For the record, I’ve read a couple of my son’s textbooks, and none of them were worth more than $20-$30 at the most.

Triple that, and that’s about what you actually pay for the crap from which they are taught.

Now as a capitalist, I’m a big believer in paying a person what he or she is worth.

That being said, given the current product of our educational systems, can anyone seriously argue we’ve gotten a reasonable return on our investment?

Our colleges are producing people who apparently cannot think for themselves. They are herded like sheep through high schools where the educators are more interested in satisfying quotas than actually transmitting worthwhile information from instructor to student.

They believe the solution to their problems is to act like a herd, and “occupy” public land until their grievances have all been addressed. The funny thing is, they don’t even know what they want, but these protestors are determined to occupy space until they get it.

My theory is, if you want something, get off your butt and work hard.

But the question remains: is education too expensive? Obviously, the answer is yes. If college cost less, then student loan balances wouldn’t be so high.

Oh, no, my liberal friends will lament. We can’t cut the price of tuition. We would lose our best educators to the public sector.

Well, in my opinion, it’s time to thin the herd of academic elitists hiding in ivory towers. However, if the example set by Elizabeth Warren was merely an aberration, this article would not have been written.

Her hypocrisy is laughable but not surprising, and certainly not enough to merit an article.

I’m much more concerned about overpaying professors such as Alex Vitale of Brooklyn College, Heather Gautney of Fordham, and John Hammond from CUNY (College of New York).

These three professors saw fit, and had the financial means to visit Tehran – as in Iran — for a discussion about the Occupy Wall Street movement.
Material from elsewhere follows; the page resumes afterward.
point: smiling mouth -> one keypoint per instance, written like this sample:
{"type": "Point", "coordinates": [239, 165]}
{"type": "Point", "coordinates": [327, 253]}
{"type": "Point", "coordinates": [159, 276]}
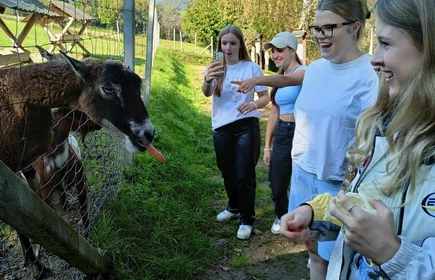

This is a country responsible for the deaths of hundreds, if not thousands, of American soldiers. Iran is well-known to be a primary source of IEDs used in Iraq.

Why these college professors would give aid and comfort to our enemy as a propaganda tool is puzzling to me.

Perhaps they are only following the example made by some Democrat Congressmen, I guess.

The “Occupy Movement” can’t have anything to do with their jobs – there’s nothing to be learned from the movement, a group of poorly organized malcontents who can’t conceive that somebody else has been Taxed Enough Already, precisely because they’ve never paid taxes.

If these professors did their job properly, and taught the Occupiers basic economics, accurate history, legitimate science, and real math, everyone would be a lot better off. The kids in college would have a meaningful education.

Obviously, the people at Occupy DC were clueless. Ironically, the woman speaking gibberish in the video linked above was wearing a Harvard sweatshirt.

And she claimed to be a junior. Scary, and depressing.

It has been my experience that whenever someone around me babbled that incoherently, I discovered that they were on drugs. The people in the video all appeared to be sober, unfortunately.

Some people have discovered the degree obtainable from an online university can get them a job just as fast as a degree from Duke or Harvard. The more “prestigious” the degree, the more likely the recipient will believe he or she knows everything.

The education you currently have is only as good as the effort you put into it.

As soon as you think you don’t need to learn anymore, you’ve begun the regression back to stupid.